En Bolivie, tandis que la COVID-19 bat son plein dans le monde, la partie de la population qui vit à de hautes altitudes réagit différemment face au virus: elle y semble presque immunisée.
Plusieurs analyses épidémiologiques suggèrent que les mécanismes physiologiques développés par les personnes habitant à de hautes altitudes permettraient de les protéger d’une infection aiguë par le virus SRAS-CoV-2.
« Les personnes vivant dans ces régions ont développé des mécanismes respiratoires, cardiovasculaires, hématologiques et cellulaires qui leur permettent de capturer plus d’oxygène dans l’air, de le transporter dans le sang jusqu’aux cellules plus efficacement et de produire plus d’énergie en utilisant moins d’oxygène », explique Christian Arias-Reyes, scientifique de l'Institut universitaire de cardiologie et de pneumologie de Québec (IUCPQ), et auparavant chercheur associé à l’Université supérieure de San Andrés à La Paz.
La Paz, située entre 2400 et 4000 mètres d'altitude, est la plus haute capitale administrative du monde. La plus grande partie de sa population métropolitaine est située en haute altitude et a développé ces caractéristiques, ce qui pourrait les prémunir contre la COVID-19.
Le rôle de l’altitude sur la transmission
Des chercheurs et chercheuses ont remarqué que la transmission du virus à une altitude de plus de 3000 mètres était trois fois plus faible qu' à une altitude inférieure à 1000 mètres. Cela expliquerait pourquoi, dans les hautes terres de la Bolivie, la pandémie s'est développée plus lentement que dans le reste du pays.
« L’hypothèse d’un risque moins élevé de contagion dû à une concentration plus faible de la protéine ACE2 dans les cellules des voies respiratoires conviendrait bien avec les données déjà récoltées », constate M. Arias-Reyes. Le virus s'accroche aux récepteurs ACE2 à la surface des cellules, donc s’ils sont moins présents, le virus le serait aussi.
D’autres fonctions physiques spécifiques à l’environnement pourraient aussi jouer un rôle dans la baisse de la transmission du virus, comme les rayonnements ultraviolets (UV), plus présents à de hautes altitudes.

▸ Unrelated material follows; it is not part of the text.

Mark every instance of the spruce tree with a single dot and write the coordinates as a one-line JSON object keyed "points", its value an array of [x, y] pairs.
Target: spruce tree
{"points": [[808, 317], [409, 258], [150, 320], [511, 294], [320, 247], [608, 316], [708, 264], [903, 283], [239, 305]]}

« Les radiations d’UV détruisent l’ADN viral, et donc diminuent la durée de vie du virus quand il est attaché à des surfaces inertes. Ils agissent donc comme un désinfectant naturel », précise le chercheur.
Ces rayons sont aussi nécessaires pour produire de la vitamine D, qui a été suggérée comme protection contre les symptômes de la COVID-19.
Des mesures sanitaires particulières
Le pays a dû s’équiper de matériel médical adapté, en raison des hauts plateaux présents, pour faire face aux symptômes les plus sévères de la maladie. « La majorité des équipements médicaux, incluant les respirateurs, disponibles sur le marché sont actuellement testés au niveau de la mer », explique Mohammed Mostajo-Radji, l’ancien ambassadeur bolivien pour la science, la technologie et l’innovation. Ce manque de standards spécifiques à la haute altitude a pour conséquence que la majorité des équipements médicaux sur le marché ont des dysfonctions majeures dès qu’il faut les utiliser à une hauteur supérieure au niveau de la mer.